Subordinated Debt

Subordinated Debt

Purpose: The lender holds a secondary lien position, subordinate to senior debt holders (aka 2nd position). This structure enables businesses to secure additional capital without disrupting existing senior debt arrangements.

Benefits:

 –Second-Lien Position: Subordinated lenders hold a claim on assets that is Jr. to Sr.  debt holders.

 –Flexible Use of Funds: Ideal for expansion projects, acquisitions, or bridging capital gaps.

 -Non-Dilutive Capital: Provides funding without requiring equity dilution.
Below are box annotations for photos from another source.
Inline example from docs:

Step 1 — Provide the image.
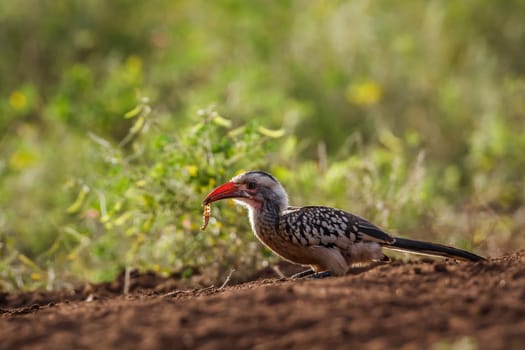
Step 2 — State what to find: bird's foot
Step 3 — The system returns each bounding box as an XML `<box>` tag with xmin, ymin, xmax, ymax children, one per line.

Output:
<box><xmin>290</xmin><ymin>269</ymin><xmax>332</xmax><ymax>280</ymax></box>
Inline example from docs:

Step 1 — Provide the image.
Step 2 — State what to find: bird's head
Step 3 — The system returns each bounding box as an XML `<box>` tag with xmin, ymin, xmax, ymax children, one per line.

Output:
<box><xmin>202</xmin><ymin>171</ymin><xmax>288</xmax><ymax>212</ymax></box>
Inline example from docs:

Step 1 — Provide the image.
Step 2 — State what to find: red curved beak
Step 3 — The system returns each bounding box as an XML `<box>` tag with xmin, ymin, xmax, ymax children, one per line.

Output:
<box><xmin>202</xmin><ymin>181</ymin><xmax>248</xmax><ymax>205</ymax></box>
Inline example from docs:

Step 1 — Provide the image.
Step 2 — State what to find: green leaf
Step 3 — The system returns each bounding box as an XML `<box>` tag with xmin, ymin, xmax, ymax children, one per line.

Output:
<box><xmin>212</xmin><ymin>113</ymin><xmax>232</xmax><ymax>128</ymax></box>
<box><xmin>66</xmin><ymin>185</ymin><xmax>89</xmax><ymax>214</ymax></box>
<box><xmin>124</xmin><ymin>105</ymin><xmax>143</xmax><ymax>119</ymax></box>
<box><xmin>257</xmin><ymin>126</ymin><xmax>284</xmax><ymax>139</ymax></box>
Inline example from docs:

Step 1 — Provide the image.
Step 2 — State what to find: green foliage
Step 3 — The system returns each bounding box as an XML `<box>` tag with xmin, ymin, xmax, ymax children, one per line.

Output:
<box><xmin>0</xmin><ymin>0</ymin><xmax>525</xmax><ymax>289</ymax></box>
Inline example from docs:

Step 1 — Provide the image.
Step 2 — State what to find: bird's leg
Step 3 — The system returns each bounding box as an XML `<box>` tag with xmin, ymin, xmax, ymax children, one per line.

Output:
<box><xmin>307</xmin><ymin>271</ymin><xmax>332</xmax><ymax>279</ymax></box>
<box><xmin>290</xmin><ymin>269</ymin><xmax>332</xmax><ymax>279</ymax></box>
<box><xmin>290</xmin><ymin>269</ymin><xmax>315</xmax><ymax>280</ymax></box>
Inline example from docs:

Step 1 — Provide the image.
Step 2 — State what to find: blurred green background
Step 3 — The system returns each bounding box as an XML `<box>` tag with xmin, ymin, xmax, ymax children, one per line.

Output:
<box><xmin>0</xmin><ymin>0</ymin><xmax>525</xmax><ymax>290</ymax></box>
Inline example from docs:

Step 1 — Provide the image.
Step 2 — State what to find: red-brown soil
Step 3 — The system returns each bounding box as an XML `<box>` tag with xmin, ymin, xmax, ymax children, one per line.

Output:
<box><xmin>0</xmin><ymin>251</ymin><xmax>525</xmax><ymax>349</ymax></box>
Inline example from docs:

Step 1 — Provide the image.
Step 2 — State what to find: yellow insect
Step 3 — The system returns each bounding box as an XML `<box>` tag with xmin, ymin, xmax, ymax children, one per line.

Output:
<box><xmin>201</xmin><ymin>204</ymin><xmax>211</xmax><ymax>231</ymax></box>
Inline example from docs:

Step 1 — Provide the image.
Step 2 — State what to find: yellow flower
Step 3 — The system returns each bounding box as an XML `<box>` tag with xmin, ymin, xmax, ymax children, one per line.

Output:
<box><xmin>9</xmin><ymin>90</ymin><xmax>27</xmax><ymax>111</ymax></box>
<box><xmin>346</xmin><ymin>81</ymin><xmax>383</xmax><ymax>106</ymax></box>
<box><xmin>186</xmin><ymin>165</ymin><xmax>199</xmax><ymax>176</ymax></box>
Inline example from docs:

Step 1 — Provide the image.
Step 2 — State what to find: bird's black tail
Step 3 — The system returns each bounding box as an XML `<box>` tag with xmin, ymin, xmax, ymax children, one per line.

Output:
<box><xmin>385</xmin><ymin>237</ymin><xmax>486</xmax><ymax>261</ymax></box>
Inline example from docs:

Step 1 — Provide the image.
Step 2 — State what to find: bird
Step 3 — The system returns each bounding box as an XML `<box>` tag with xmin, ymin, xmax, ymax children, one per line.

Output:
<box><xmin>202</xmin><ymin>170</ymin><xmax>485</xmax><ymax>278</ymax></box>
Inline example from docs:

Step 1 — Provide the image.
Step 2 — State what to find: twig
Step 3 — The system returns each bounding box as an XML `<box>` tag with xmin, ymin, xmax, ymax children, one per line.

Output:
<box><xmin>272</xmin><ymin>265</ymin><xmax>286</xmax><ymax>278</ymax></box>
<box><xmin>122</xmin><ymin>266</ymin><xmax>131</xmax><ymax>295</ymax></box>
<box><xmin>218</xmin><ymin>269</ymin><xmax>235</xmax><ymax>290</ymax></box>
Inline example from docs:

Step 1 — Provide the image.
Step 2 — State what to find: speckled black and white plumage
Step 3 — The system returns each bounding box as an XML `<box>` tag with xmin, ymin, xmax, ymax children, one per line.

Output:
<box><xmin>204</xmin><ymin>171</ymin><xmax>483</xmax><ymax>275</ymax></box>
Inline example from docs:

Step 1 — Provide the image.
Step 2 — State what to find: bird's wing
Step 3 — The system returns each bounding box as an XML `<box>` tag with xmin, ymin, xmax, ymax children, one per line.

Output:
<box><xmin>280</xmin><ymin>206</ymin><xmax>395</xmax><ymax>248</ymax></box>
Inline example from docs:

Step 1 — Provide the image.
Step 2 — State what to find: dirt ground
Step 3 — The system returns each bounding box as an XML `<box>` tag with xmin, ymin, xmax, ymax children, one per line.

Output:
<box><xmin>0</xmin><ymin>251</ymin><xmax>525</xmax><ymax>349</ymax></box>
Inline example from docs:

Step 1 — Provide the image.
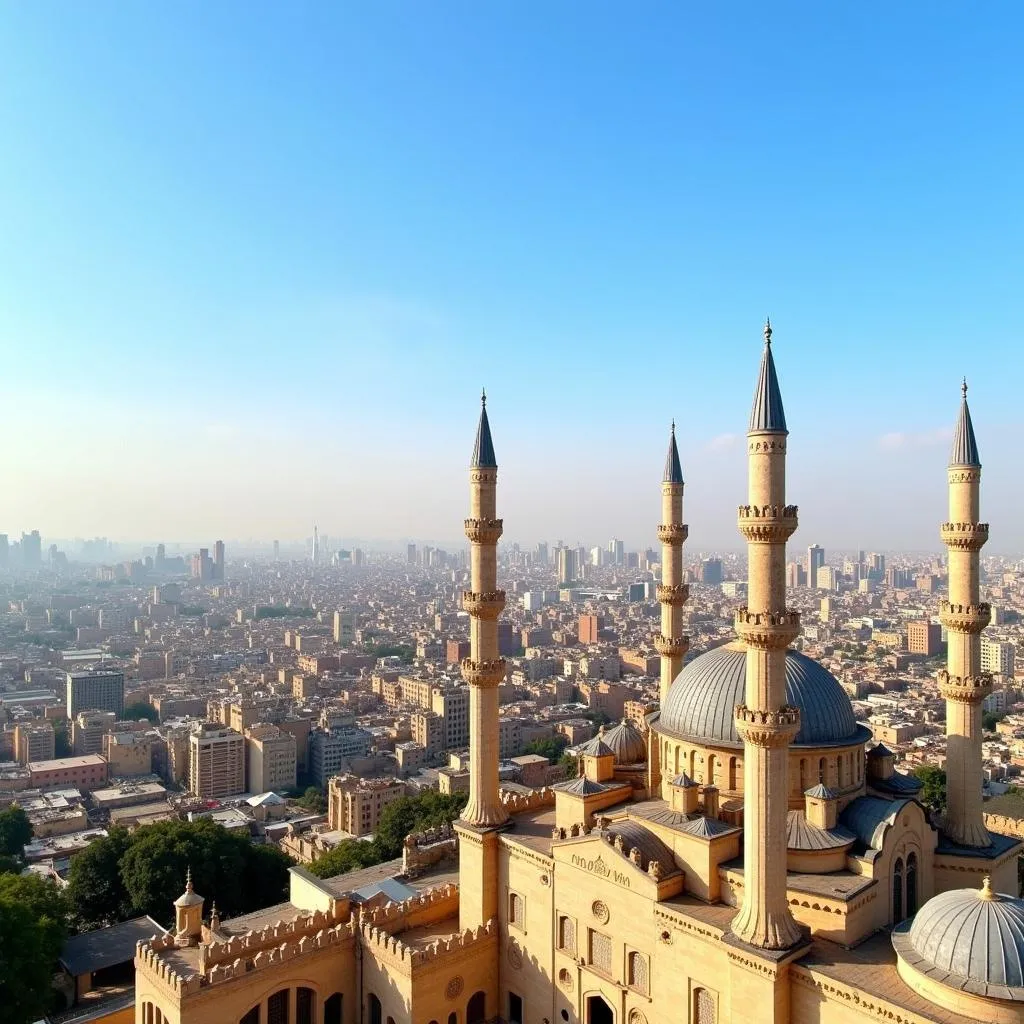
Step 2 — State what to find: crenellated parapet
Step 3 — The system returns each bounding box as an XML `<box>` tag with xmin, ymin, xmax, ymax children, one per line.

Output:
<box><xmin>465</xmin><ymin>519</ymin><xmax>504</xmax><ymax>544</ymax></box>
<box><xmin>939</xmin><ymin>522</ymin><xmax>988</xmax><ymax>551</ymax></box>
<box><xmin>500</xmin><ymin>785</ymin><xmax>555</xmax><ymax>814</ymax></box>
<box><xmin>654</xmin><ymin>633</ymin><xmax>690</xmax><ymax>657</ymax></box>
<box><xmin>735</xmin><ymin>705</ymin><xmax>800</xmax><ymax>748</ymax></box>
<box><xmin>462</xmin><ymin>590</ymin><xmax>505</xmax><ymax>622</ymax></box>
<box><xmin>939</xmin><ymin>601</ymin><xmax>992</xmax><ymax>634</ymax></box>
<box><xmin>736</xmin><ymin>505</ymin><xmax>798</xmax><ymax>544</ymax></box>
<box><xmin>462</xmin><ymin>657</ymin><xmax>506</xmax><ymax>687</ymax></box>
<box><xmin>935</xmin><ymin>669</ymin><xmax>992</xmax><ymax>705</ymax></box>
<box><xmin>655</xmin><ymin>583</ymin><xmax>690</xmax><ymax>607</ymax></box>
<box><xmin>734</xmin><ymin>605</ymin><xmax>800</xmax><ymax>650</ymax></box>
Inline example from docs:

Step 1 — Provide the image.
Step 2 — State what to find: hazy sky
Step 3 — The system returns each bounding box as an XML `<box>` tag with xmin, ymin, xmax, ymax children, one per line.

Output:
<box><xmin>0</xmin><ymin>0</ymin><xmax>1024</xmax><ymax>551</ymax></box>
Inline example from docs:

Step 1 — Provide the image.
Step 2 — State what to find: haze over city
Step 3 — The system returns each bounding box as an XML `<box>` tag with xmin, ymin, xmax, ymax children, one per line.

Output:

-Shorter Terms: Repayment periods typically range up to 2 yrs, with an avg. of 12 months.

Key Features:

  -Loan Amounts: $100,000 to $10 million

 -Collateral: No real estate or traditional collateral required

 -Eligibility: Businesses with over one year of operational history and annual revenues     exceeding $1 million

Subordinated debt is particularly beneficial in scenarios where:

 -Capital Gaps Exist: When there’s a shortfall between the required capital and what senior lenders are willing to provide.

 -Senior Lenders Reach Limitations: If existing senior lenders are unable or unwilling to extend additional financing.

 -Growth Opportunities Arise: To seize expansion opportunities without altering existing debt structures.